Debugging Lovable Production Issues: The Complete Field Guide

What breaks most often in Lovable apps?

The four most common production failures in Lovable apps are: a blank white screen caused by a broken import or runtime error; the app stuck in an edit loop that won't resolve past 80%; a Supabase RLS policy that silently blocks writes or throws infinite recursion; and a Stripe webhook that stops firing after a deployment. Each has a distinct triage path — and they all look the same at first glance: the app doesn't work.

Below the main four, the next most common issues are auth redirects pointing to localhost after a domain change, environment variables that exist in the Lovable editor but were never added to the production host, and GitHub sync dropping after a repository rename. These problems surface after deploy, not during development, which is why they catch builders off guard.

The pattern across all of them is the same: Lovable's preview environment masks problems that only become visible in the deployed runtime. That gap between what the editor shows and what users actually see is where most production incidents live.

How do I stabilize before changing anything?

The most common debugging mistake is making a new change before confirming the old state. Before you touch a single file or run a single prompt, do three things: check the deployed pop-out preview to see whether your users are affected right now; check the Lovable status page for a platform incident; and open the browser console on the broken page to read the actual error. Only then do you know what you're dealing with.

If the pop-out preview loads your app correctly, your users are unaffected — only the in-editor sandbox is broken. A hard refresh of the editor tab (Cmd+Shift+R or Ctrl+Shift+R) often clears it. Do not revert to a checkpoint, do not click Fix, do not send a new prompt. You would be breaking a working app to fix an editor glitch.

If the pop-out is also broken, go to the project timeline and identify the last prompt before things went wrong. That prompt is almost always the cause. Revert to the checkpoint immediately before it. Confirm the pop-out loads after the revert, then diagnose what the prompt changed before attempting the same thing again.

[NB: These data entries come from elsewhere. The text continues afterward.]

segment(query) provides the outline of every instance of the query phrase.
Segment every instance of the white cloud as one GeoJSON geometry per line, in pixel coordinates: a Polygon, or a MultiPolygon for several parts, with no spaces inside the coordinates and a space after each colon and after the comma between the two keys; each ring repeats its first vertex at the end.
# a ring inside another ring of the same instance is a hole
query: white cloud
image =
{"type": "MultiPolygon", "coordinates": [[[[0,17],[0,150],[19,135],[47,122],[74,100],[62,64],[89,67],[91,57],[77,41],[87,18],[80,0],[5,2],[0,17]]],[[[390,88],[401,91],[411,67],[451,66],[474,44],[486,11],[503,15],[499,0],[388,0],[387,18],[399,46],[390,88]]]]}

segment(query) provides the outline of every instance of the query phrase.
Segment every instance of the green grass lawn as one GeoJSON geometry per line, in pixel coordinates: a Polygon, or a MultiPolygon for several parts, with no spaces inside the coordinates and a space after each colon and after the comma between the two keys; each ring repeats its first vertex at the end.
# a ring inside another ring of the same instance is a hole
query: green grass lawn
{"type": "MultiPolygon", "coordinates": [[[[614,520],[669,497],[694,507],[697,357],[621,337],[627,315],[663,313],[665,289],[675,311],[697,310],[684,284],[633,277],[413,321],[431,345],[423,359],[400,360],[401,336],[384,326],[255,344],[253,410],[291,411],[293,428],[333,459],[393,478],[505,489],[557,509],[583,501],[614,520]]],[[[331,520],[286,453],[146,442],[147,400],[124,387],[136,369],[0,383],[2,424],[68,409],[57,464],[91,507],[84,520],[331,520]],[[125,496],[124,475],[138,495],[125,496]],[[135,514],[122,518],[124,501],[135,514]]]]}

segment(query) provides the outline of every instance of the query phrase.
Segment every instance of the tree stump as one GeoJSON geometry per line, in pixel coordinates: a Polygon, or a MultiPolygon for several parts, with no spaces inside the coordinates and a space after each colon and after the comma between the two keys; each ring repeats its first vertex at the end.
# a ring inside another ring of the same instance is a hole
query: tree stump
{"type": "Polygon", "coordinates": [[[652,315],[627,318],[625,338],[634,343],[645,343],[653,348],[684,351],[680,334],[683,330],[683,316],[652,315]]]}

1. Open the pop-out preview (external link icon, top-right of the editor) to check whether the deployed app is actually down.
2. Check https://status.lovable.dev for any active platform incidents before assuming the problem is yours.
3. Open the browser console (F12) on the broken page and read the red errors — they name the file and line.
4. If only the editor preview is broken: hard-refresh the editor tab before touching any code.
5. If the deployed app is also broken: open the project timeline, find the last working checkpoint, and revert to it.
6. Confirm the pop-out loads after the revert before making any new changes.

When is it a fix vs a structural problem you can't prompt your way out of?

If a single revert restores your app and the problem does not reappear, it was a prompt error — self-fixable. If the same break reappears after reverting, or if Fix has failed twice on the same error, the problem is structural: a circular import, a type definition the AI cannot resolve, an RLS policy that creates infinite recursion, or a Supabase schema mismatch that the editor cannot see. Prompt iteration cannot safely diagnose any of these.

The fork question is: can you name the exact file and line that is wrong? If yes, and if changing that one thing would not break anything else, it is a fix. If the error is in shared infrastructure — a utility file, a type definition, an auth hook — that single change touches dozens of components, and the blast radius of a wrong guess is the entire app.

Signs the problem is structural: the error message is TypeScript compiler output you don't recognise; the same error reappears within one prompt of a fresh revert; Fix has failed three or more times; or you have lost count of how many credits you have spent without shipping a single working change. At that point, a senior engineer who can read the actual source and trace the dependency chain will resolve it faster and cheaper than continued prompting.

How do I stop burning credits while debugging?

Credits burn fastest when you are trying to fix a structural problem with prompt iteration. Each Fix attempt spends a credit and generates a new set of file changes without awareness of the previous failures. On a large codebase, one prompt routinely touches twenty or more files. After two failed Fix attempts, every additional attempt risks widening the problem, not solving it. The discipline is to stop before the third attempt.

The credit-efficient debugging loop is: make exactly one isolated change, test it, confirm it works before making another. Never layer multiple fixes into a single prompt — 'fix the auth AND redesign the dashboard AND add Stripe' is the fastest way to trigger a cascade of unintended side effects. When something breaks, the smaller the last change, the easier it is to find.

If you have already burned ten or more credits without shipping a working feature, the marginal cost of a senior engineer review is almost certainly lower than the cost of continuing. Most structural fixes take under a day. Most credit-burning sessions that precede an engineer call run for much longer than that.

1. Stop all Fix attempts after the second failure on the same error.
2. Revert to the last confirmed working checkpoint before touching anything.
3. Make exactly one isolated change in your next prompt — test before adding anything else.
4. If the same error reappears after one small prompt, stop and get a human diagnosis.
5. Track the total credits spent: if you are past ten credits without a working feature, escalate.